Internal feedback from this year’s summit speakers highlighted the quality and industry relevance of the presentations. A brief summary of each speaker’s presentation is below:
Miaubiz – Finding and Exploiting WebKit Vulns
Miaubiz provided an extremely deep technical review of the different types of fuzzing techniques he uses to find WebKit vulnerabilities as well as examples of his associated results. In addition, he briefly discussed the volume and backlog of WebKit vulnerabilities. He shared that the trends indicate that these bugs are slowly being addressed, but that the remaining backlog is still significant.
Justin W. Clarke, Cylance – An Introduction to Reverse Engineering QNX on Embedded Systems
Justin presented on the enormity of the number of devices (targets) represented by embedded systems (10 billion plus clients). He highlighted a few case studies on vulnerabilities he has discovered and reported.

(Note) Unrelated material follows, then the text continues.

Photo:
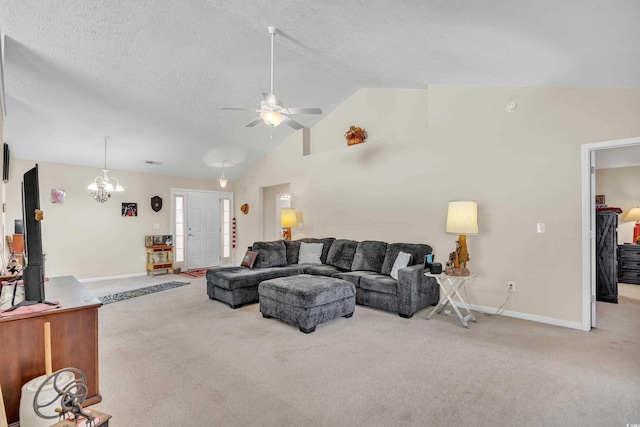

In addition, he discussed the value of a secure development lifecycle, which can help protect a platform from these types of attacks.
Jason Shirk, Microsoft – Social Networking, Mobile Phones, The Cloud and Privacy – The New Reality of Digital, Physical and Social Persona
Jason presented on the unique position the industry is in given that technology and privacy are at an inflection point. He highlighted that cloud services present an interesting challenge due to the confluence of a wide range of data streams. He also discussed that mobile devices provide an additional layer of richness for data given issues, such as user location and instant communications (SMS, IM, BBM, etc.). Additionally, Jason stressed the increased utilization of new technologies by Gen Y, and he also highlighted that users commonly accept EULA’s, Privacy Terms and Terms of Notice with little consideration.
Dan Guido, Trail of Bits – The Mobile Exploit Intelligence Project
Dan presented analysis identifying the means by which exploits are developed and distributed in attacks. He also reviewed what defenses work well, as well as some of the most effective tools for objectively evaluating the exploitability of mobile platforms. Interestingly, Dan suggested there is a fair amount of sensationalism in the landscape about what is truly plausible for mobile attacks, and he indicated that several claims really fall into the stunt hack and FUD category rather than actual attacks. He also suggested that malware development and distribution faces similar challenges as legitimate product based businesses.
Kurt Baumgartner, Kaspersky – Mobile Malware Festival 2013
Kurt presented a talk focused on how mobile malware continues to develop as part of a more intricate cybercrime operation worldwide. He highlighted that mobile devices are rife with information about users and their communications data. He reviewed two primary malware types (cyber espionage and financial) and potential malware targets of opportunity, including WebKit, spearfishing on mobile, Bluetooth and even NFC vulnerabilities. He also briefly discussed that mobile botnets could present a future threat for users.
Adam Meyers, Crowdstrike – Mobile Threat Landscape
Adam discussed Crowdstrike’s exploit methodology leading up to RSA 2012, which provided the second (partial) public exploit of a BlackBerry device, and he also presented an overview of how to create and weaponize a malware project from the ground up, including the process of purchasing a vulnerability. Additionally, he provided a real world view of mobile exploits in the wild as well as the types of threats customers face, including WebKit issues and malware/spyware like Nickispy. Adam also discussed countermeasures to protect customers, which included patching and alerting users to unusual device behaviors such as battery drain, GPS polling and unexpected SMS messages.
In addition to the six external researchers who presented at the BlackBerry Security Summit, we also invited Trend Micro to attend and participate in the mobile malware panel discussion. Simon Ko, director of engineering at Trend Micro joined the panel, and given our application scanning collaboration with Trend Micro, offered a unique perspective on both the mobile malware landscape and potential threats to the BlackBerry platform.
As we close the book on the second annual BlackBerry Security Summit, I want to take a moment to thank our speakers and panel participants for coming to BlackBerry’s headquarters and for providing their advanced research and threat landscape insights. This valuable information exchange continues to support the ongoing proactive efforts to improve BlackBerry’s platforms security and to protect users. These efforts include securing WebKit technologies, safeguarding user privacy, and defending the growing BlackBerry application ecosystem from malware. We look forward to next year’s summit, as we continue to focus on collaborating with both internal and external security experts in order to improve the security of the overall mobile landscape.